Tuttavia, non prendiamoci troppo sul serio! Pompei insiste che programmi come Horizon Europe siano importanti catalizzatori per l’internazionalizzazione. Ma davvero? Promuovere partenariati strategici e reti d’eccellenza tra paesi membri e oltre confine sembra il piano perfetto per aumentare la massa critica della ricerca. È un ciclo perfetto: prima ti lanciamo in un mare di collaborazioni transfrontaliere, e poi speriamo che quelle scoperte scientifiche si trasformino magicamente in prodotti industriali esportabili. Chi avrebbe mai pensato che la scienza potesse essere così commerciale?

Il nostro amico Pompei ha anche menzionato come le aziende private siano degli hub straordinari, capaci di connettere il sistema italiano con reti globali. Magari dovrebbero mettere il loro nome sui biglietti da visita, visto quanto pesano le loro “conversazioni” tra attori pubblici e privati. È tutto così meravigliosamente sinergico, non è vero? Solo un dettaglio: per far sì che il Sistema Italia possa effettivamente beneficare da tutto questo benessere, c’è bisogno di “condizioni abilitanti”, come una presenza in reti di ricerca europee. E giù con i talenti, perché chi non desidererebbe di lavorare qui?

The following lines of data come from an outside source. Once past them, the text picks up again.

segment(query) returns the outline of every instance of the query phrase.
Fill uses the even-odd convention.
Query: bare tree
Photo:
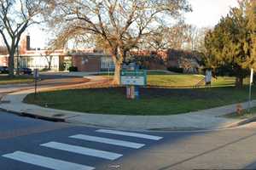
[[[114,83],[119,83],[127,52],[159,26],[189,11],[187,0],[55,0],[51,26],[59,28],[56,42],[73,36],[94,35],[115,64]],[[99,41],[100,40],[100,41]]]
[[[0,0],[0,34],[8,49],[9,76],[14,76],[15,54],[22,33],[47,7],[44,0]]]
[[[143,49],[154,51],[167,50],[168,48],[181,49],[183,42],[188,42],[186,34],[189,27],[183,20],[180,20],[173,26],[160,26],[157,32],[153,32],[146,37],[143,42]]]

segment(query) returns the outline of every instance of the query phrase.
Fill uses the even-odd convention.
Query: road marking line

Ah, e non dimentichiamo la protezione della proprietà intellettuale! Chiaramente necessaria, perché ci mancherebbe che qualcuno tenti di sottrarre la nostra straordinaria innovazione all’estero. Pompei ha proprio ragione: l’internazionalizzazione della ricerca potrebbe effettivamente diventare un moltiplicatore di valore. Se tutto va bene, ovviamente. Altrimenti, possiamo sempre contare sull’immancabile opportunità di ridere di noi stessi mentre cerchiamo di navigare in questo mare tempestoso di innovazioni e trasferimenti tecnologici!